Justice Smith wrote a dissenting opinion which held the nearly $5 million verdict was proper as he stated Aetna was trying to avoid its reponsibility to the Berrys. He even went so far as to write "This case reeks of injustice by Aetna towards Ms. Berry." (p.26) As the Chief Justice is considered to be one of the most pro-business members of the Court and most likely to strike down a huge award against an insurance company, it is rather surprising to read this opinion. His opinion is even more striking in light of the fact that he was the ONLY justice who dissented from the majority opinion and completely ignored the issue of whether Judge Bridges should have recused himself! Apparently the hometown justice extended to the Mississippi Supreme Court, as Justice Smith vigorously defended a verdict decided by his fellow member of the Rankin County Bar while completely ignoring a very serious question raised as to the Chancellor's conduct on the bench.

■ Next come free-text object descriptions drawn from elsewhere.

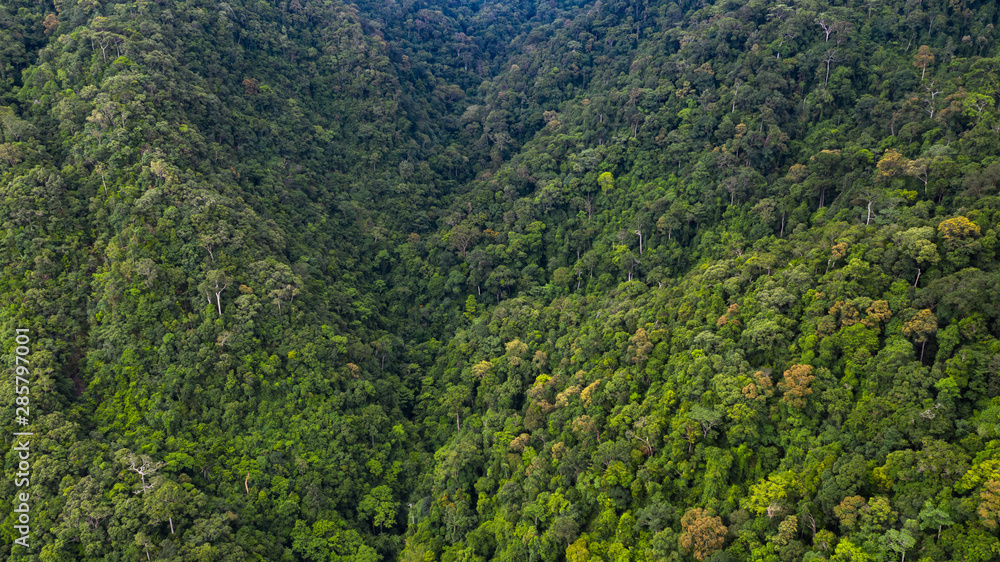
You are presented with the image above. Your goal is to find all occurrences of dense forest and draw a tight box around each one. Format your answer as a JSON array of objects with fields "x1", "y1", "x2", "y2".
[{"x1": 1, "y1": 0, "x2": 999, "y2": 559}]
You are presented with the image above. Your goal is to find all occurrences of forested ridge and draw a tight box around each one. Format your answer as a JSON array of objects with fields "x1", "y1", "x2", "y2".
[{"x1": 1, "y1": 0, "x2": 999, "y2": 560}]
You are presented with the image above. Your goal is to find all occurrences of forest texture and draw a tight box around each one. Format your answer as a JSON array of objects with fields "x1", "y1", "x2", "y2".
[{"x1": 1, "y1": 0, "x2": 1000, "y2": 560}]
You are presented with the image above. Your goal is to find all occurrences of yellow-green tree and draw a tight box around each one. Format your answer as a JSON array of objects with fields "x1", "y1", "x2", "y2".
[
  {"x1": 937, "y1": 216, "x2": 981, "y2": 241},
  {"x1": 979, "y1": 479, "x2": 1000, "y2": 529},
  {"x1": 902, "y1": 309, "x2": 938, "y2": 361},
  {"x1": 913, "y1": 45, "x2": 934, "y2": 80}
]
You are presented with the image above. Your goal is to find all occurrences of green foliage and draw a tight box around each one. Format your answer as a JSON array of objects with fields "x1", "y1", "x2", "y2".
[{"x1": 3, "y1": 0, "x2": 1000, "y2": 559}]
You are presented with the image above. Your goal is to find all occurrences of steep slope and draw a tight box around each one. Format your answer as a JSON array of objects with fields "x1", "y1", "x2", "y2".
[
  {"x1": 397, "y1": 0, "x2": 1000, "y2": 560},
  {"x1": 1, "y1": 0, "x2": 1000, "y2": 560},
  {"x1": 0, "y1": 0, "x2": 433, "y2": 558}
]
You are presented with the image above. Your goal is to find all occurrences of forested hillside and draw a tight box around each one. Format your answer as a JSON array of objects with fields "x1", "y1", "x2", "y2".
[{"x1": 1, "y1": 0, "x2": 999, "y2": 560}]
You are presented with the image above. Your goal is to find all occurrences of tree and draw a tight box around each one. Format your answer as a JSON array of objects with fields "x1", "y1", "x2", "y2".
[
  {"x1": 145, "y1": 477, "x2": 194, "y2": 535},
  {"x1": 291, "y1": 519, "x2": 379, "y2": 561},
  {"x1": 913, "y1": 45, "x2": 934, "y2": 80},
  {"x1": 903, "y1": 158, "x2": 930, "y2": 194},
  {"x1": 359, "y1": 485, "x2": 399, "y2": 532},
  {"x1": 834, "y1": 496, "x2": 868, "y2": 532},
  {"x1": 902, "y1": 309, "x2": 938, "y2": 361},
  {"x1": 0, "y1": 106, "x2": 34, "y2": 141},
  {"x1": 628, "y1": 327, "x2": 653, "y2": 365},
  {"x1": 201, "y1": 269, "x2": 232, "y2": 316},
  {"x1": 598, "y1": 171, "x2": 615, "y2": 194},
  {"x1": 877, "y1": 150, "x2": 908, "y2": 182},
  {"x1": 980, "y1": 479, "x2": 1000, "y2": 529},
  {"x1": 135, "y1": 532, "x2": 155, "y2": 562},
  {"x1": 612, "y1": 244, "x2": 641, "y2": 281},
  {"x1": 918, "y1": 500, "x2": 953, "y2": 541},
  {"x1": 923, "y1": 81, "x2": 944, "y2": 119},
  {"x1": 852, "y1": 185, "x2": 885, "y2": 225},
  {"x1": 937, "y1": 216, "x2": 981, "y2": 241},
  {"x1": 250, "y1": 258, "x2": 303, "y2": 316},
  {"x1": 486, "y1": 265, "x2": 516, "y2": 303},
  {"x1": 897, "y1": 227, "x2": 939, "y2": 285},
  {"x1": 817, "y1": 17, "x2": 834, "y2": 42},
  {"x1": 822, "y1": 49, "x2": 840, "y2": 85},
  {"x1": 441, "y1": 384, "x2": 469, "y2": 432},
  {"x1": 269, "y1": 281, "x2": 302, "y2": 316},
  {"x1": 0, "y1": 142, "x2": 23, "y2": 167},
  {"x1": 43, "y1": 13, "x2": 58, "y2": 34},
  {"x1": 688, "y1": 404, "x2": 722, "y2": 439},
  {"x1": 778, "y1": 365, "x2": 815, "y2": 408},
  {"x1": 116, "y1": 450, "x2": 164, "y2": 495},
  {"x1": 774, "y1": 515, "x2": 798, "y2": 546},
  {"x1": 679, "y1": 508, "x2": 726, "y2": 560},
  {"x1": 882, "y1": 527, "x2": 916, "y2": 562},
  {"x1": 864, "y1": 300, "x2": 893, "y2": 327},
  {"x1": 449, "y1": 224, "x2": 478, "y2": 257}
]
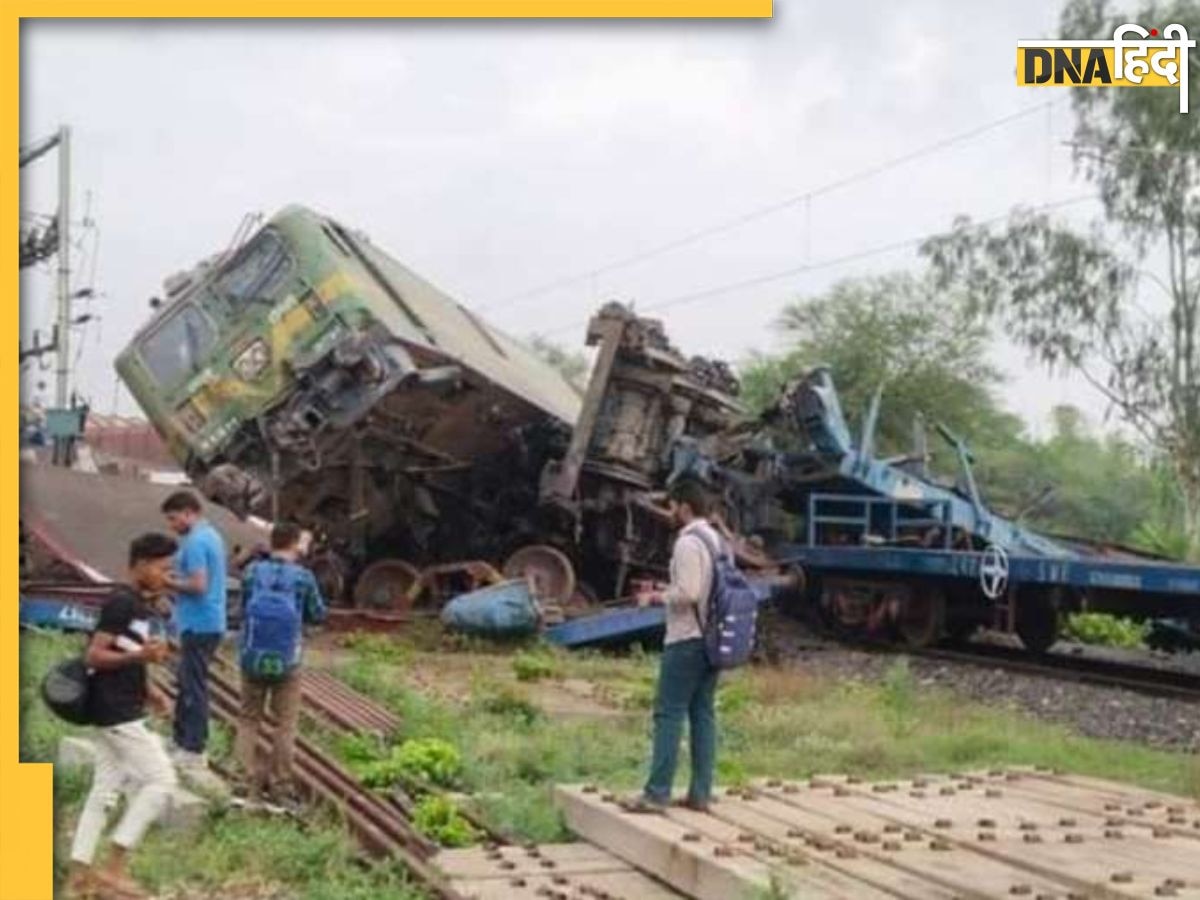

It should also be noted the Chief Justice recently appointed Judge Bridges (retired from the Court of Appeals) to be a temporary Special Circuit Judge for Hinds County.

It should also be noted that when the issue of whether the Mississippi legal system was corrupt after the guilty pleas by Joey Langston and Steve Patterson arose, it was the Chief Justice who told The Clarion-Ledger, "I don't believe (the corruption) is widespread." Irony.
http://kingfish1935.blogspot.com/2008/01/incest-in-dixie-mississippi-legal.html

Be that as it may, what is undeniable is a Chancellor and his buddies sought to fleece Aetna out of several million dollars in their swamp, hoping no one else would bother to notice what took place in the Rankin County Chancery cesspool. Thankfully, justice was eventually served as more virtous heads prevailed at the Mississippi Supreme Court even though the Rankin County mouthpiece did his best to keep the stench of the Gold Coast from drifting over to High Street.

6 comments:

Anonymous said...

isn't judge bridges one of the new special hinds county circuit judges that justice smith appointed?

Kingfish said...

reread the post.

Anonymous said...

I do not in any way defend this case, or the actions of Judge Bridges or Justice Smith (both of whom I know personally), but this problem of conflicts and recusal has been fixed by the tort reform legislation of 2003. Following that legislation, judges can be required to recuse themselves from cases where an attorney involved has donated money to the judge's reelection campaign (I think its a sliding scale: $1K for Circuit/Chancery; $2500 for Appellate Judges). This "forced recusal" has been upheld by the Miss. Supreme Court with Justice Smith leading the charge. Although the Berry case was undefendable, times have changed -- albeit slowly.

Kingfish said...

WHAT?

you mean the tort reform act was actually about justice and not just enriching insurance companies?

Anonymous said...

Mississippi Code section 23-15-1021 sets limitations on contributions to candidates for judicial office. It has been part of the Election Code since 1999. I have never heard of, and cannot find in the Mississippi Code, any mandatory recusal provision like that Catfish refers to. Could you cite me a section number?

Anonymous said...

Soms, I'm not sure what the legislation was (and I'm not going to dig through my old research to try and find it), but I remember doing numerous Motions to Recuse judges when counsel opposite was a large donor to the judge's campaign. I recall there being a dollar figure attached, but I don't remember if it was a statute or a case that imposed these "limits." We were successful a number of time because the Supremes had spoken on the issue several time. Remember that the Barbour tort reform legislation went through right about the time Dickinson replaced McRae on the Court, so some of the details are blurred to me. All of the recusal stuff happened right about the time the Supremes made that huge jump to the right with Rule 20 joinders, etc. I don't believe this practice is still in vogue, but it is a useful arrow to keep in the quiver if you ever need it.